Professor Kai Koskimies
Professor Kaisa Sere
This thesis examines and evaluates the Object-Oriented Client/Server (OOCS) model, a process model that can be used when IT organizations develop object-oriented client/server applications. In particular, it defines the roles in the development team and combines them into the process model. Furthermore, the model focuses on the client/server architecture, considering it explicitly. The model has been under construction for several years and it has been tested in a number of industrial projects. Feedback from practice has thus been an important source when the model has been evolving into its current form. Another source for evolution has been other process models and technical progress in this field.
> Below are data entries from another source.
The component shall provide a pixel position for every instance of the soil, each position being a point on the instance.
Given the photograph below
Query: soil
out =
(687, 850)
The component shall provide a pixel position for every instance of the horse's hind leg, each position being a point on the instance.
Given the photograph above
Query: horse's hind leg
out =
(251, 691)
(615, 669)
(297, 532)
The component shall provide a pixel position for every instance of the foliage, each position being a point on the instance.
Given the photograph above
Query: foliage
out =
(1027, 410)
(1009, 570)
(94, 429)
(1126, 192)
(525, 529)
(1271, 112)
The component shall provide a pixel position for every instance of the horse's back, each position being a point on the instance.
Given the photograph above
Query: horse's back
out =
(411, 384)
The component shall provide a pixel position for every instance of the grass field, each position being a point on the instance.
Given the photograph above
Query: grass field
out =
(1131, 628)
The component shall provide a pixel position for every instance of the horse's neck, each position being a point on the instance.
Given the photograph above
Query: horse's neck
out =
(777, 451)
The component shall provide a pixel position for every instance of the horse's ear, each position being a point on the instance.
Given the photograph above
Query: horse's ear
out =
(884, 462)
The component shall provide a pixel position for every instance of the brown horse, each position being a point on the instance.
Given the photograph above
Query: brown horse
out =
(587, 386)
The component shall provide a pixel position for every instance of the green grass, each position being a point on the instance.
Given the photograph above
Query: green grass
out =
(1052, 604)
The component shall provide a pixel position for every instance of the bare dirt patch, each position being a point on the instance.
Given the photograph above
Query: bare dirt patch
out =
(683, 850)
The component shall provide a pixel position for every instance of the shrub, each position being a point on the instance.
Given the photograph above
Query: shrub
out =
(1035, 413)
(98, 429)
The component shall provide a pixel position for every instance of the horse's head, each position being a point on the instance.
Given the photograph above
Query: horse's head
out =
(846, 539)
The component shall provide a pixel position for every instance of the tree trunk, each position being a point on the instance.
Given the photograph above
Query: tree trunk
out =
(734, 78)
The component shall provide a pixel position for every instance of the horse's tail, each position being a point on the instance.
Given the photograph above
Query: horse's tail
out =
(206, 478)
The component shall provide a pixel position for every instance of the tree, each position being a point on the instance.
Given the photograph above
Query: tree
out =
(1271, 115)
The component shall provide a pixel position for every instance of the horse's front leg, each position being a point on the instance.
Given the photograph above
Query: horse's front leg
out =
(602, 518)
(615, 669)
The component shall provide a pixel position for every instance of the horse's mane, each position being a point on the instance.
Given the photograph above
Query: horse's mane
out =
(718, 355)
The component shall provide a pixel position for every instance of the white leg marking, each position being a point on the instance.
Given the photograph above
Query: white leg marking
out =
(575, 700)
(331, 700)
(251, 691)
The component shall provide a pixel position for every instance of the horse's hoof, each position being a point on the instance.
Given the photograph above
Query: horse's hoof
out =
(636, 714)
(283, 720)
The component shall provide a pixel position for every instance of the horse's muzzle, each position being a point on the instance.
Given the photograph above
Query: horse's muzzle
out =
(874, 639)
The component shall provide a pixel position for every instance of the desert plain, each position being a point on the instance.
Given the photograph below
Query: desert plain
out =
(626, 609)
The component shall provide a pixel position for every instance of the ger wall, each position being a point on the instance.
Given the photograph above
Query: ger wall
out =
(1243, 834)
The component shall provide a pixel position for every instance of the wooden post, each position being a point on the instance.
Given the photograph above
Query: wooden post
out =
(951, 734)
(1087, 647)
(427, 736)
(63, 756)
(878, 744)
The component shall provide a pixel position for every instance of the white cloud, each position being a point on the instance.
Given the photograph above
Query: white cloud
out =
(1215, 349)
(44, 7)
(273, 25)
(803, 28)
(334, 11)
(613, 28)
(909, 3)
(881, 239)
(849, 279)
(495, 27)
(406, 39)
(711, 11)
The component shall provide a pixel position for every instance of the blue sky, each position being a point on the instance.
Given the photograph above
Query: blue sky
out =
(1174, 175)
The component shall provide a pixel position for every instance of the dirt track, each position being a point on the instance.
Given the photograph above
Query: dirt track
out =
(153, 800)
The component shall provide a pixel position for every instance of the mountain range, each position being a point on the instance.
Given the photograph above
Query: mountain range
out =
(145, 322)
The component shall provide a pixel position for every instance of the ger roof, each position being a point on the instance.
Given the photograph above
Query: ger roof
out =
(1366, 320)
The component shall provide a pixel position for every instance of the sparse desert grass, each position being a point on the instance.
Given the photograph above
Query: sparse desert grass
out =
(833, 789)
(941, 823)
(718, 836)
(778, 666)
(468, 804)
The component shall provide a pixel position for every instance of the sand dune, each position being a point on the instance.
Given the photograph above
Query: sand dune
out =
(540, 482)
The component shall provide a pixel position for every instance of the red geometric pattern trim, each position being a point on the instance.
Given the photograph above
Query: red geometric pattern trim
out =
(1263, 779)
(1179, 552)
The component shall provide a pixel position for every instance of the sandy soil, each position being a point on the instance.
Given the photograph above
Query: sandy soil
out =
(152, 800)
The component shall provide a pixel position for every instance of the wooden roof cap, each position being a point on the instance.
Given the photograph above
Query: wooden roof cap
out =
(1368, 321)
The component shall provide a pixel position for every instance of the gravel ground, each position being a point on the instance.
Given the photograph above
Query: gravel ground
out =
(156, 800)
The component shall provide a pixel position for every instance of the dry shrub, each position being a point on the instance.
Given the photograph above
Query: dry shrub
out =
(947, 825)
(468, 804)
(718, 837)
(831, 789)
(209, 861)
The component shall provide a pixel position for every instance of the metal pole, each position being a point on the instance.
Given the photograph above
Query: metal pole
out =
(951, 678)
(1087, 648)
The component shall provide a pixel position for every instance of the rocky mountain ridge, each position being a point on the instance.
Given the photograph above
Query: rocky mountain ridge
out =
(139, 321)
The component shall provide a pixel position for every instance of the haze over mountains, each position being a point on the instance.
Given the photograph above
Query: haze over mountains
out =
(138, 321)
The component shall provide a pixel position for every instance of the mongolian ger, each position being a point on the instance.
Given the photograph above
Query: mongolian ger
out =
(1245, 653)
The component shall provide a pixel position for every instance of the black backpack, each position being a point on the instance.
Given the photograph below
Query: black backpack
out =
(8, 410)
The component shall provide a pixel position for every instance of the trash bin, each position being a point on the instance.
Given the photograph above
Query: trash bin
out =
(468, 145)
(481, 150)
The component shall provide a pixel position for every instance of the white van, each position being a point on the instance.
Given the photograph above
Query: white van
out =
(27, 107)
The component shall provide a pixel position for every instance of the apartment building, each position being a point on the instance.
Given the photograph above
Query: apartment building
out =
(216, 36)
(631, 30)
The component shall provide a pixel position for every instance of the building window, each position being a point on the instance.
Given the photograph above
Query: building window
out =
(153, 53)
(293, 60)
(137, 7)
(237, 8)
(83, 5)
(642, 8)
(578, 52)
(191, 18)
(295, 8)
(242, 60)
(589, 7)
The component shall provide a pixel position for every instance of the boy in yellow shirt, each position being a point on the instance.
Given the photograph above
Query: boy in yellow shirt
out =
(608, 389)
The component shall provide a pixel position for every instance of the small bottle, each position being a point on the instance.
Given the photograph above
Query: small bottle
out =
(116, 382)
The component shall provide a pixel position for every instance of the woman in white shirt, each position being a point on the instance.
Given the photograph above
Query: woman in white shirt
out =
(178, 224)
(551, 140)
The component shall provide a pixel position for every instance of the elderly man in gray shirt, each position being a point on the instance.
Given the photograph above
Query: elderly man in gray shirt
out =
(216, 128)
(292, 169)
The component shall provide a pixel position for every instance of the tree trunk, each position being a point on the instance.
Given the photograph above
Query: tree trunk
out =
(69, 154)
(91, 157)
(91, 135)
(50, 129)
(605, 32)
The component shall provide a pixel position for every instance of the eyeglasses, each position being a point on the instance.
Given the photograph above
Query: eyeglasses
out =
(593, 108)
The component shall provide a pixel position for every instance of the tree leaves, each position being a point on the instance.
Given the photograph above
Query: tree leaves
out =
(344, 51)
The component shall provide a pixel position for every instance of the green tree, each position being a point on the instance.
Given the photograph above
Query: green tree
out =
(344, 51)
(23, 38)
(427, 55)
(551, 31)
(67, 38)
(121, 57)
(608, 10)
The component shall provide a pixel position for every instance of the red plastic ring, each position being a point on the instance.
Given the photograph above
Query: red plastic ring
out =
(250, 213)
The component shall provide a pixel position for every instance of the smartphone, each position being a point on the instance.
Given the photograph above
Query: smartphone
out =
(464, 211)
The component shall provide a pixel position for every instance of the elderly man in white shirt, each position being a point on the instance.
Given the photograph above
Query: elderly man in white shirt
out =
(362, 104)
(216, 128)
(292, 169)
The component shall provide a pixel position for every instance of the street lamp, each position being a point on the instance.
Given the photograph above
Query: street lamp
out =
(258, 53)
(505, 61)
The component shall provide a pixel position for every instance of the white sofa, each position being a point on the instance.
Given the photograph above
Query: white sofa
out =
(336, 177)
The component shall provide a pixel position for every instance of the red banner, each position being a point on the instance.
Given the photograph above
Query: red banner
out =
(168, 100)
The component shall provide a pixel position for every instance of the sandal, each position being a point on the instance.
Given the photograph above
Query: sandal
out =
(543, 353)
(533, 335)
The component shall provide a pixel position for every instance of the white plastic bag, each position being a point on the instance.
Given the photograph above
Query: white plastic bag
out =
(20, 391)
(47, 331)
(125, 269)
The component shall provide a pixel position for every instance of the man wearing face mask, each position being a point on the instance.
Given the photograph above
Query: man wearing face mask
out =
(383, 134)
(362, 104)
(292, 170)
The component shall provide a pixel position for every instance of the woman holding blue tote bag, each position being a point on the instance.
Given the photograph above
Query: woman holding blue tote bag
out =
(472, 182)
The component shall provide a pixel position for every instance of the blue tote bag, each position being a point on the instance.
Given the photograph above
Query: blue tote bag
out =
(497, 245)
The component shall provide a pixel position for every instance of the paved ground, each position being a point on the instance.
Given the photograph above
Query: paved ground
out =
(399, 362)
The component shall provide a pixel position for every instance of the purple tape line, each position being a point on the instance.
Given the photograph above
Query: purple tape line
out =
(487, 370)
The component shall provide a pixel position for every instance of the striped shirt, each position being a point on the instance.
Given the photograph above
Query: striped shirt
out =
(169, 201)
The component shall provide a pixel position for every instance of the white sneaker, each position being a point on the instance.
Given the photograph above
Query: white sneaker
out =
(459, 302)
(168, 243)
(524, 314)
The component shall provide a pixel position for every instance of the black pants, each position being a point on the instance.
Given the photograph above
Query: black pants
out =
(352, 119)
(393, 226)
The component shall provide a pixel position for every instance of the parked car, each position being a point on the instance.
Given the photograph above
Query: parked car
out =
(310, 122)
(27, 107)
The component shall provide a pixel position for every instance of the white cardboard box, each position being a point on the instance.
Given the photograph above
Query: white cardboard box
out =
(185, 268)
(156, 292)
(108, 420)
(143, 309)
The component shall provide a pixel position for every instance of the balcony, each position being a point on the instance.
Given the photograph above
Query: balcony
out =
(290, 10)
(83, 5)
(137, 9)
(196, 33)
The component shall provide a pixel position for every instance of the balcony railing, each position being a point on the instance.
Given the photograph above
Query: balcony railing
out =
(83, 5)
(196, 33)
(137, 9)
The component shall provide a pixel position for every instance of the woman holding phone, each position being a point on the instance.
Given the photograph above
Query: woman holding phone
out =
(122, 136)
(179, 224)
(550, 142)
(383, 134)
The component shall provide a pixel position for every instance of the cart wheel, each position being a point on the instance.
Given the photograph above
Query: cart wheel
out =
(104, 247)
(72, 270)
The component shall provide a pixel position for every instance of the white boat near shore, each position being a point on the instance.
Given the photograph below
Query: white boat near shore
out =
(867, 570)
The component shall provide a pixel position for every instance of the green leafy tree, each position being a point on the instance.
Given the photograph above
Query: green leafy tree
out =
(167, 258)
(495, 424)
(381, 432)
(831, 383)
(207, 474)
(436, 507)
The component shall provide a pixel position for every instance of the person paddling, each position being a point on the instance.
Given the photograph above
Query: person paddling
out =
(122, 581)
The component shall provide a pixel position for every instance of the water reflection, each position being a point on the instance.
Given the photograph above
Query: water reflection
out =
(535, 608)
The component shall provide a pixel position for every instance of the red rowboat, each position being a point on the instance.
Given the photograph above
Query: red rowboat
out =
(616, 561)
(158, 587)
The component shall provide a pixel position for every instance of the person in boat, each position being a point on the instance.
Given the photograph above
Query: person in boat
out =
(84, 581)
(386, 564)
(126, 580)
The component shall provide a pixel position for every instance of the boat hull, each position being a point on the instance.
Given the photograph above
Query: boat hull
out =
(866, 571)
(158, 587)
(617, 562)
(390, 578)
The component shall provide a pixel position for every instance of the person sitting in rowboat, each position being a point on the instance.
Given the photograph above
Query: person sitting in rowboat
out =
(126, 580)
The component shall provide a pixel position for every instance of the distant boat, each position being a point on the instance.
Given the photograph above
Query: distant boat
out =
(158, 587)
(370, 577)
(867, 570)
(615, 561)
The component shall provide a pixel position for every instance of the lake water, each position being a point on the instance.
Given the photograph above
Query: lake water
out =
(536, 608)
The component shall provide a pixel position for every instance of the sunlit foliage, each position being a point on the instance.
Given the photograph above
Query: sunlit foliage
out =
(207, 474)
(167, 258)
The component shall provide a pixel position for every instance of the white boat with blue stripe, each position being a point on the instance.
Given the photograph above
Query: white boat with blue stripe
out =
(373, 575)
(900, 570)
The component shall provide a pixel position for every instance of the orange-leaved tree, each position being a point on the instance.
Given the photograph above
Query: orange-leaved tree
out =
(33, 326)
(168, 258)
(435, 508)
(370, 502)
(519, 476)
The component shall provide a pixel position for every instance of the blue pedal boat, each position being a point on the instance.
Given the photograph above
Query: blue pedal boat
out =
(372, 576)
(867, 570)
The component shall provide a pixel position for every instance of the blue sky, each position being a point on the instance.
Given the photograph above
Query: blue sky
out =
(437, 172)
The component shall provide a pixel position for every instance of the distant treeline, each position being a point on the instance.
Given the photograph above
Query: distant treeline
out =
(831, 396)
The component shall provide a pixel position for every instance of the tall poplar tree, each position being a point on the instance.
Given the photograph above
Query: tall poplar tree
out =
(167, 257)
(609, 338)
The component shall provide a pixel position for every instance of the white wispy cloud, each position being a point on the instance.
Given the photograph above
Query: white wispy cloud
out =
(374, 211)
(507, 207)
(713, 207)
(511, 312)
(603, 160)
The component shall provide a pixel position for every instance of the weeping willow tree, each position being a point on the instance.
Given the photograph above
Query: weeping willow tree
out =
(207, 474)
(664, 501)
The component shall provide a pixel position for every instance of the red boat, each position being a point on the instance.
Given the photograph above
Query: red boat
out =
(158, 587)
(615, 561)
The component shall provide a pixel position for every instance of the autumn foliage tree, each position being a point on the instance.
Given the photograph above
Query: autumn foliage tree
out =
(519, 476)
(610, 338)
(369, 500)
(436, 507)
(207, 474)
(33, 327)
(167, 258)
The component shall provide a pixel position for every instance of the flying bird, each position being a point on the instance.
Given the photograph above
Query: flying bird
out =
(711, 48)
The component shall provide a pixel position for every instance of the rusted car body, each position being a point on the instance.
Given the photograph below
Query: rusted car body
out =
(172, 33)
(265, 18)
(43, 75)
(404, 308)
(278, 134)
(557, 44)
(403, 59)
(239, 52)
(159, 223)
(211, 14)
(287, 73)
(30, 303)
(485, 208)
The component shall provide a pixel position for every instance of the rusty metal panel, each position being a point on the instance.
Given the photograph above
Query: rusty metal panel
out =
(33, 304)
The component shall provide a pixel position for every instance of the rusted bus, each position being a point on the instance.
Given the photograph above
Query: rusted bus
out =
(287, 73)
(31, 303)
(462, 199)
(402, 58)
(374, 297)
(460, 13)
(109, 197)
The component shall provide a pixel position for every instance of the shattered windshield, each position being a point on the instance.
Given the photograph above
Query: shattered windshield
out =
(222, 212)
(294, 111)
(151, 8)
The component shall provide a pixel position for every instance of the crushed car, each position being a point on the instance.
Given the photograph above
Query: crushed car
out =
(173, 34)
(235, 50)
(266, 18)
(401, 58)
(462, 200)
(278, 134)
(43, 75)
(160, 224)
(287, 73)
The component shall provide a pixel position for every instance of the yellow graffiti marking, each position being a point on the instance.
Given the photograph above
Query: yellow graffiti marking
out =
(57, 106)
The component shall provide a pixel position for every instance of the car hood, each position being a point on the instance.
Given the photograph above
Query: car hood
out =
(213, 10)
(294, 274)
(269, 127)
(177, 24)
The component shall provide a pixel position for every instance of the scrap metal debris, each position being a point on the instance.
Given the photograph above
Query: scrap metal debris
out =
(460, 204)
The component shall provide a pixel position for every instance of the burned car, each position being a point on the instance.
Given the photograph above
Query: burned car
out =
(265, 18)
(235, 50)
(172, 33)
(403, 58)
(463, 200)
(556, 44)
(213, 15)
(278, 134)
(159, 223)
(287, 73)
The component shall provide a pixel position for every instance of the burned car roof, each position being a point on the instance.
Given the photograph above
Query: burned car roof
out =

This thesis reveals the theoretical and practical aspects that have influenced the model's characteristics and developmnt.
The object-oriented paradigm has been the driving force when creating the OOCS model. The first object-oriented development models were, however, both inadequate and contradictory to each other. The OOCS model utilizes the best practices from these early models. The model also defines artifacts to be delivered in each phase. The artifacts are synchronized with the Unified Modeling Language (UML), a new standard modeling notation.
From the very beginning the OOCS model has included a strong client/server viewpoint, which is not stated so clearly in other object-oriented models. A three-tier division of the application (presentation, business logic, data management) can be found in each phase. This division has become crucial in recent years, when applications have been built on distributed architecture. The team-based roles included in the model are based on the work of a few other researchers, although this topic has not gained the importance it should have had. Namely, it is people that develop the application and their involvement in the process should be stated explicitly. The roles of the developers are closely connected to the OOCS process model via the concept of activities included in the model. The roles concentrate mainly on project members, but company-level aspects have also been considered.
This thesis summarizes the work carried out in the last five years. It shows how the model has evolved in practice and how other models have contributed to it. The team-based OOCS model is in use in some IT organizations. The cases presented in this thesis illustrate how to adapt the model into specific organizational needs.